For more info on our different run environments and key configuration/provisioning, please refer to our agents operations page.
You can see an example .env file below:
If you would like to configure an agent to run against all connected networks (against all replicas the home is connected to), see this example. For more examples of .env files, see our test fixtures folder.
Once you have populated a .env file, running an agent is as simple as running the following command:
env $(cat .env | xargs) cargo run --bin <AGENT>
This will build the codebase and run the specified <AGENT>
binary (updater, relayer, processor, or watcher) using the provided environment variables.
Agents Release Process
Our release process follows a monthly cadence. We follow Semantic Versioning, where breaking changes constitute changes that break agent configuration compatibility.

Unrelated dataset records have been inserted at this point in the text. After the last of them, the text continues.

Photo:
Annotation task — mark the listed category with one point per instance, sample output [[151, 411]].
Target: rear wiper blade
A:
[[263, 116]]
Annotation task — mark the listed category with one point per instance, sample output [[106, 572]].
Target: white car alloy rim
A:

We manage releases through GitHub. You can find new per-agent releases here.
Production Builds
When making changes to the Rust codebase, it is important to ensure the Docker build used in production environments still works. You can check this automatically in CI as it is built on every PR (see docker workflow here), however you can check it much faster usually by attempting to build it locally.
You can build the docker image by running the following script in the rust
directory:
./build.sh latest
If that goes smoothly, you can rest assured it will most likely also work in CI.